An apparently emotional Kim Jong Un apologised for failing to improve North Koreans’ lives in an address to an unprecedented predawn military parade on Saturday that showcased the country’s long-range ballistic missiles for the first time in two years.
The country marked the 75th anniversary of the founding of its ruling Workers’ Party with a raft of concerts and festivals, and the ceremony was seen around the region as an event where Kim could deliver messages to domestic and foreign audiences.
The parade featured North Korea’s ballistic missiles for the first time since Kim began meeting with international leaders, including U.S. President Donald Trump, in 2018.
“We will continue to build our national defence power and self-defensive war deterrence,” Kim said, but vowed that the country’s military power would not be used preemptively. He made no direct mention of the United States or the now-stalled denuclearisation talks.
Kim blamed international sanctions, typhoons, and the coronavirus for preventing him from delivering on promises of economic progress.
“I am ashamed that I have never been able to repay you properly for your enormous trust,” he said. “My efforts and devotion were not sufficient to bring our people out of difficult livelihoods.”
Sometimes appearing emotional, Kim thanked the military for working hard to respond to a series of damaging summer typhoons, and for preventing a coronavirus outbreak.
Kim said he was grateful that not a single North Korean had tested positive for the disease, an assertion that South Korea and the United States have previously questioned.
Officials in Seoul and Washington had said the North might unveil new strategic weapons. Initial footage of the parade showed conventional troops marching in formation and what appeared to be ballistic missiles on vehicles.
The video showed Kim make an appearance as a clock struck midnight. Dressed in a grey suit and tie, he waved to the crowd and accepted flowers from children while surrounded by military officials in Pyongyang’s recently renovated Kim Il Sung Square.

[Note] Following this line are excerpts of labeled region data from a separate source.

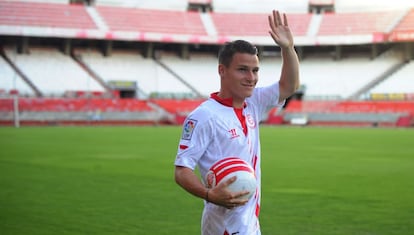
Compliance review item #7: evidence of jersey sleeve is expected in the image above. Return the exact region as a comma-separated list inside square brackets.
[174, 109, 214, 170]
[251, 82, 285, 113]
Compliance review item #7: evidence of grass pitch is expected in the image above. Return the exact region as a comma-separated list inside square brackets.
[0, 126, 414, 235]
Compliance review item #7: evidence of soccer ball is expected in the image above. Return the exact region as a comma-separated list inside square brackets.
[205, 157, 257, 199]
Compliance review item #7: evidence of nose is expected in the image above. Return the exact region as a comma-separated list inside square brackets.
[246, 71, 257, 82]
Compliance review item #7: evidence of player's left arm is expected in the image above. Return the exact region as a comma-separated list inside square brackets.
[268, 10, 299, 102]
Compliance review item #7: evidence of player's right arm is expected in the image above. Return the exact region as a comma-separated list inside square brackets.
[175, 166, 248, 209]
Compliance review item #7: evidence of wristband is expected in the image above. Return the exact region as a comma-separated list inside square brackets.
[206, 189, 210, 202]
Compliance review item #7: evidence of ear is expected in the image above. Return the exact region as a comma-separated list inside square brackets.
[218, 64, 226, 77]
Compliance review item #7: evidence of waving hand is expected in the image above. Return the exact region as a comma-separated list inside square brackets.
[268, 10, 293, 48]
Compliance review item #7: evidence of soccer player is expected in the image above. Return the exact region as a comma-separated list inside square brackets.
[175, 10, 299, 235]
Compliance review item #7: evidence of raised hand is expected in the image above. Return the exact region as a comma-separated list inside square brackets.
[268, 10, 293, 48]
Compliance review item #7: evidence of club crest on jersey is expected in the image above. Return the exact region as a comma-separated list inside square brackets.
[181, 119, 197, 140]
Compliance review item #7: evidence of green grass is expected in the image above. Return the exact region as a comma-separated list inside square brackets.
[0, 126, 414, 235]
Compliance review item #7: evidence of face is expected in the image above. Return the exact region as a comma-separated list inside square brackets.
[219, 53, 259, 106]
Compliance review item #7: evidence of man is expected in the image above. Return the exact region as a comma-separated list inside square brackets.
[175, 11, 299, 235]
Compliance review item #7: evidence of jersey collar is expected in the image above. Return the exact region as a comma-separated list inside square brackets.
[210, 92, 246, 108]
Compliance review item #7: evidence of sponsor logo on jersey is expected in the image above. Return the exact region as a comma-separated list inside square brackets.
[228, 128, 240, 139]
[181, 119, 197, 140]
[246, 114, 256, 128]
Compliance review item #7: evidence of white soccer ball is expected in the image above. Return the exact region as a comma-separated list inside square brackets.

Kim said he hopes that North and South Korea will join hands again after the coronavirus crisis is over.
While attendees at other holiday events were shown wearing masks, no one at the parade appeared to be wearing any masks.
The event comes as the isolated country carries out strict measures against the coronavirus.
State media said the curbs have caused delays in some of Kim’s key economic and construction projects, already dogged by international sanctions.
“It is an impressively large gathering during a global pandemic, suggesting North Korean authorities are concerned more with political history and national morale than with preventing a COVID-19 superspreader event,” said Leif-Eric Easley, who teaches at Ewha Womans University in Seoul.
Earlier in the day, South Korea’s Joint Chiefs of Staff said South Korea and U.S. intelligence authorities were closely monitoring developments.
It was the first time that the parade has been held before dawn.
South Korean officials said this week that Kim could use the event as a “low intensity” show of power ahead of the U.S. presidential election on Nov. 3, as denuclearisation talks with Washington have stalled.
For weeks commercial satellite imagery has shown thousands of North Korean soldiers practicing marching, and South Korean officials have said the North could use the parade to unveil a new intercontinental ballistic missile (ICBM), or a new submarine-launched ballistic missile.
Foreign diplomats in Pyongyang have often been invited to observe past celebrations. But the Russian Embassy said on social media that all diplomatic missions have been advised this year to “refrain as much as possible” from travelling in the city, approaching the event venue and taking photos and videos.
In a congratulatory message to Kim for the anniversary, Chinese President Xi Jinping said he intended to “defend, consolidate and develop” ties with North Korea, its state media said on Saturday.